Kentsel Dönüşüm yasa taslağı bu gözle bir daha ve dikkatle incelenmeli; Bakanlık, TOKİ ve İdare’lere verilecek her tür harita, plân, proje, arazi ve arsa düzenleme işlemleri yapma; özel kanunlar ile öngörülen alanlara ilişkin bulunanlar da dâhil, her tür ve ölçekteki plânlama işlemlerine esas teşkil edecek standartları belirleme; gerek görülmesi hâlinde bu standartları plân kararları ile tayin etme veya özel standartlar ihtiva eden plânlar yapma ve onaylama yetkilerinin yoğunluk artışına zemin hazırlayıp hazırlamadığı irdelenmelidir.

Çünkü ne kadar güzel imar planı, ne kadar sağlam bina, ne kadar güzel yeşil alan yapılırsa yapılsın birim alanda yaşayacak kişi sayısı sınırlandırılmadığı ya da kişi sayısına düşen yeşil ve donatı miktarı arttırılmadığı sürece, başta insan ve yaya trafiği olmak üzere şehirleşme sorunlarını çözmek, sağlıklı kentler kurmak ve sağlıklı bir toplum üretmek mümkün olmayacak; dün yapılan planlar bugünkü sorunları çözmediği gibi, bugün yapılan planlar da yarınki sorunları çözmeyecektir.

Birilerince kimi zaman ileri sürülen, zemin oturumu küçük, çok katlı yüksek binalar yaparak yeşil alanların arttırılmış olacağı tezinin geçerli olmadığı; İstanbul’un yeni planlanan çiçeği burnunda gelişim alanlarında, yerleşim henüz tamamlanmadığı halde trafiğin şimdiden felç olmasından anlaşılmış olmalı.

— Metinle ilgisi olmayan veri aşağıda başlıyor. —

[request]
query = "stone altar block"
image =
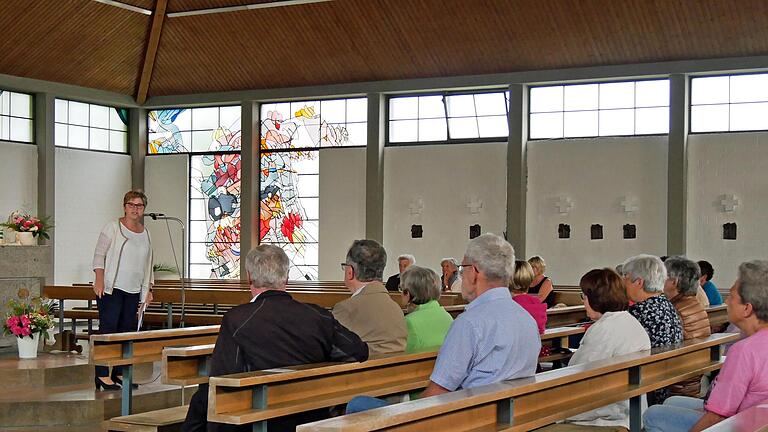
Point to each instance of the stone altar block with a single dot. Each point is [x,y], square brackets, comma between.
[23,272]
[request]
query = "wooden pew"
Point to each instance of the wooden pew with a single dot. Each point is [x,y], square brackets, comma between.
[529,403]
[187,366]
[753,419]
[128,349]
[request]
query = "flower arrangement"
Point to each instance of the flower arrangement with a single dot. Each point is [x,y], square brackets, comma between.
[23,222]
[27,318]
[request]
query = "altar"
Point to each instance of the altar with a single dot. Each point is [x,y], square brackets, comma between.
[23,272]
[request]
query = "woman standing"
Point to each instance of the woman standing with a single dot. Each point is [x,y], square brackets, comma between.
[541,284]
[122,262]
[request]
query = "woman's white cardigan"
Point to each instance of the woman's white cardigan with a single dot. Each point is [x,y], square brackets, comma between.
[109,250]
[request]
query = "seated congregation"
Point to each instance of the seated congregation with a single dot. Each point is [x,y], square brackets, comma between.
[648,304]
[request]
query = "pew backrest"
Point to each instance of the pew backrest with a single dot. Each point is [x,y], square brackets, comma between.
[528,403]
[254,397]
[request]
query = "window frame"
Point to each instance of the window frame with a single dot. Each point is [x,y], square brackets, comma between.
[89,127]
[634,108]
[449,140]
[192,130]
[33,140]
[729,103]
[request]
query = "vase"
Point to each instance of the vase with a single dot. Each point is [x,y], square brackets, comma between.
[28,346]
[26,238]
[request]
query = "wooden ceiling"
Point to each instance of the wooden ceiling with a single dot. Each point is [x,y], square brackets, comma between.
[91,44]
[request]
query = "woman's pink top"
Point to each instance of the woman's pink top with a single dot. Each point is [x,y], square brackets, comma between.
[535,307]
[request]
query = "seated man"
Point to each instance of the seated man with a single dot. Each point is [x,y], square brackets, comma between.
[370,312]
[494,340]
[743,379]
[271,331]
[450,280]
[403,262]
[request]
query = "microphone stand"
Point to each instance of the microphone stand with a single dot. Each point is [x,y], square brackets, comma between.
[183,269]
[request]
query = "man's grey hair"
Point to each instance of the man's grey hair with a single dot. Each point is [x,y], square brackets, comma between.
[753,287]
[649,268]
[421,283]
[492,255]
[267,267]
[686,272]
[449,260]
[368,259]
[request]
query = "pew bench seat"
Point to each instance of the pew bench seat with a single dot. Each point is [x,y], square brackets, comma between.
[164,420]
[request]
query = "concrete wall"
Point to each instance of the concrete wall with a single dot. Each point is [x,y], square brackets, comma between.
[595,175]
[441,179]
[89,193]
[18,177]
[342,206]
[727,164]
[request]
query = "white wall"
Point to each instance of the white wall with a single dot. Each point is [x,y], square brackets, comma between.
[89,193]
[342,206]
[166,183]
[18,177]
[443,177]
[595,174]
[720,164]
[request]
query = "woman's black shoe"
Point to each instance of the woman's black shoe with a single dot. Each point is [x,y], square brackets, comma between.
[102,385]
[120,381]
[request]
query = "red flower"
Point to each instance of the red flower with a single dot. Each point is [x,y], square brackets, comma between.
[290,224]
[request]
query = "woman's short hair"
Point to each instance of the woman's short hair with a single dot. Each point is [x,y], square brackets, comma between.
[492,255]
[368,259]
[449,260]
[538,264]
[267,267]
[422,284]
[706,269]
[649,268]
[523,276]
[136,193]
[753,287]
[604,290]
[686,272]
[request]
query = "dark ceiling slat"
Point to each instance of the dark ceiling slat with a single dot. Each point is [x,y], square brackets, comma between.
[153,41]
[344,41]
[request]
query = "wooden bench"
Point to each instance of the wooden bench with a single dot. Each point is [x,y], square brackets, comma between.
[255,397]
[528,403]
[128,349]
[189,365]
[753,419]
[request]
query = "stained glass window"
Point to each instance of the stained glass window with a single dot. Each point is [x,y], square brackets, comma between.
[729,103]
[214,216]
[16,117]
[600,109]
[194,130]
[212,137]
[90,126]
[291,135]
[448,117]
[314,124]
[289,216]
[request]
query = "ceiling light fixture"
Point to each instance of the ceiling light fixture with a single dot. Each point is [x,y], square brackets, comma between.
[272,4]
[125,6]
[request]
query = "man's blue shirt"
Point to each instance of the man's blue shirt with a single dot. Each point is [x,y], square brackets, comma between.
[495,339]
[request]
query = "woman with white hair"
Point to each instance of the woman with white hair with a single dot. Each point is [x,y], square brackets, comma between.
[644,277]
[743,379]
[681,287]
[429,322]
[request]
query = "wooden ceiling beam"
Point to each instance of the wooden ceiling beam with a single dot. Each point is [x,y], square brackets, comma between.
[153,42]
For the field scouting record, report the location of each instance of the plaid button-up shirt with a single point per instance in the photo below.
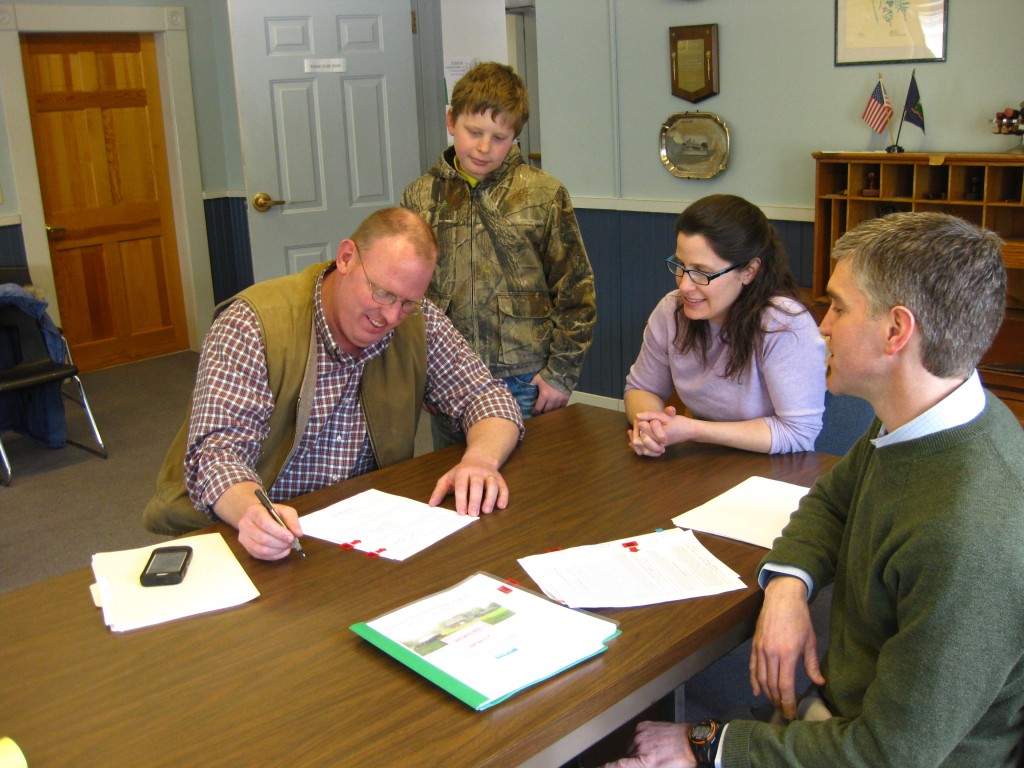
(232, 403)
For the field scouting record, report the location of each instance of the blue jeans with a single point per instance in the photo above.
(443, 433)
(524, 392)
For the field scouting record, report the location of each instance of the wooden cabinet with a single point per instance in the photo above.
(986, 189)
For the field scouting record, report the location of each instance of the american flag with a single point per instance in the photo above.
(879, 110)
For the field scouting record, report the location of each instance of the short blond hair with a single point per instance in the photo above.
(390, 222)
(492, 87)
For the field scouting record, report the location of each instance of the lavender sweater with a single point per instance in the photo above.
(784, 382)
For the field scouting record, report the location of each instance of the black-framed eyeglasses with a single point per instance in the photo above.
(382, 296)
(698, 278)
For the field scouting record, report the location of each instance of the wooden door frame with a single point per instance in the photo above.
(168, 26)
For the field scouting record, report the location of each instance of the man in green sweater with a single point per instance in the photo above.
(921, 527)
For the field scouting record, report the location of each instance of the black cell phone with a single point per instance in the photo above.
(166, 565)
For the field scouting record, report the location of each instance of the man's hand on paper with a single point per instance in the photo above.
(478, 488)
(258, 532)
(659, 745)
(262, 537)
(783, 636)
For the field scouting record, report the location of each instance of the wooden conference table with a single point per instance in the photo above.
(283, 681)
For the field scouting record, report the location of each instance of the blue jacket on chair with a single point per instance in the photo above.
(37, 413)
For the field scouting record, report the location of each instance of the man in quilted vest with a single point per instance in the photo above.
(312, 378)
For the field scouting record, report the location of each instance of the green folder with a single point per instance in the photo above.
(483, 640)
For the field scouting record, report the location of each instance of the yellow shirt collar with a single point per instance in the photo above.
(472, 180)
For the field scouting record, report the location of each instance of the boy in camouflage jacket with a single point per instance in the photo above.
(512, 270)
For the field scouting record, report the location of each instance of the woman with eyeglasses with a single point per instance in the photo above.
(733, 341)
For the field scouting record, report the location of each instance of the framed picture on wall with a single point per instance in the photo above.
(693, 59)
(880, 31)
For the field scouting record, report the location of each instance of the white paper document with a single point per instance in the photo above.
(215, 580)
(383, 524)
(643, 570)
(755, 511)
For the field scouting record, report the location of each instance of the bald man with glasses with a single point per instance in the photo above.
(312, 378)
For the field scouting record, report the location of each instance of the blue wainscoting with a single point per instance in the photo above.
(628, 252)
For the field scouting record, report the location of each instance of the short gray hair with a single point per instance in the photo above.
(948, 272)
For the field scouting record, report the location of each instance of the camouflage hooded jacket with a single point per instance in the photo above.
(512, 271)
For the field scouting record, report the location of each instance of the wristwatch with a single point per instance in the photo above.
(704, 741)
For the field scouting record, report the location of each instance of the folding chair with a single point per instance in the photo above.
(33, 367)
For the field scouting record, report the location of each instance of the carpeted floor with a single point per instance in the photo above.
(65, 505)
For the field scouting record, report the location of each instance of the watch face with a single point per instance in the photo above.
(701, 731)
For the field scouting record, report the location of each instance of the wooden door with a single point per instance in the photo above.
(327, 103)
(97, 125)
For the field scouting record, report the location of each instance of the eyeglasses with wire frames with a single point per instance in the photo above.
(385, 297)
(696, 276)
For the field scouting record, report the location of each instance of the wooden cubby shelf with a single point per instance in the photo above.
(986, 189)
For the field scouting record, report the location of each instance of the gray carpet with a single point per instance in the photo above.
(65, 505)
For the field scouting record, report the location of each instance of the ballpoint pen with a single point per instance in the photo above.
(265, 501)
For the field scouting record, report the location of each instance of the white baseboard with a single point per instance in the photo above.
(599, 400)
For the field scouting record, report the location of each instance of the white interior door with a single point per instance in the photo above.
(327, 104)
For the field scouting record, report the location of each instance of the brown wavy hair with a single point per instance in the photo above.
(737, 231)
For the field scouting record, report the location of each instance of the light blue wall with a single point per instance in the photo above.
(605, 91)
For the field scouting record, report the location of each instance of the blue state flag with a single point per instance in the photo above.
(912, 111)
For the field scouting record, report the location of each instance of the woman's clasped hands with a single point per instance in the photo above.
(650, 433)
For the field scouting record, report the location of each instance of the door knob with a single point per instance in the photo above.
(263, 203)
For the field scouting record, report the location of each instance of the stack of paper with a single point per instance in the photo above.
(383, 524)
(215, 580)
(643, 570)
(484, 639)
(755, 511)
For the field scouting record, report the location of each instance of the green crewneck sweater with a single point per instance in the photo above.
(926, 657)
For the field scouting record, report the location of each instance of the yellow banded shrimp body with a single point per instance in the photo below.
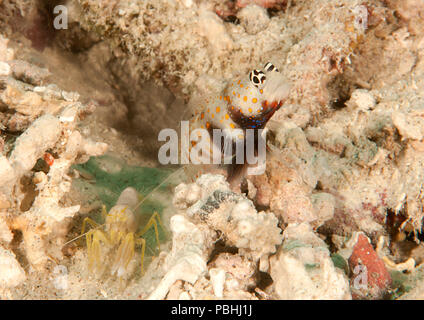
(247, 102)
(118, 237)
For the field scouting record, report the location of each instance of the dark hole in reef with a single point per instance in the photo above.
(340, 91)
(15, 247)
(319, 186)
(221, 247)
(232, 19)
(264, 280)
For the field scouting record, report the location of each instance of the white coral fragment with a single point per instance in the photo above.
(303, 268)
(187, 259)
(11, 273)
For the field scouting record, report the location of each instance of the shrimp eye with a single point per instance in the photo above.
(270, 67)
(257, 77)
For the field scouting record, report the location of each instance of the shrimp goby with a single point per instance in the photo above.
(246, 102)
(117, 238)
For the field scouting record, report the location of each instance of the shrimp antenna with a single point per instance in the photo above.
(82, 235)
(159, 185)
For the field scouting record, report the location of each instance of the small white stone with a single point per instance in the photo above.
(4, 69)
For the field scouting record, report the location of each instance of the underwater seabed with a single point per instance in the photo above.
(337, 214)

Depreme dayanıklı yeni modern yerleşim yerleri kurarken temel şehircilik ilkeleri göz ardı edilip, yıkım ve yapım maliyetlerinin yoğunluk (emsal) artışından sağlanarak çözüm üretilmesi, Kentsel Dönüşüm projelerini uzun vadeli yeni birer çözümsüzlük projelerine dönüştürebilir. Allah göstermesin birkaç saatliğine de olsa enkaz altında kalmayalım diye çareler ararken ömür boyu enkaz altında yaşamak zorunda kalmak istemeyiz. Yağmurdan kaçarken doluya tutulmayalım.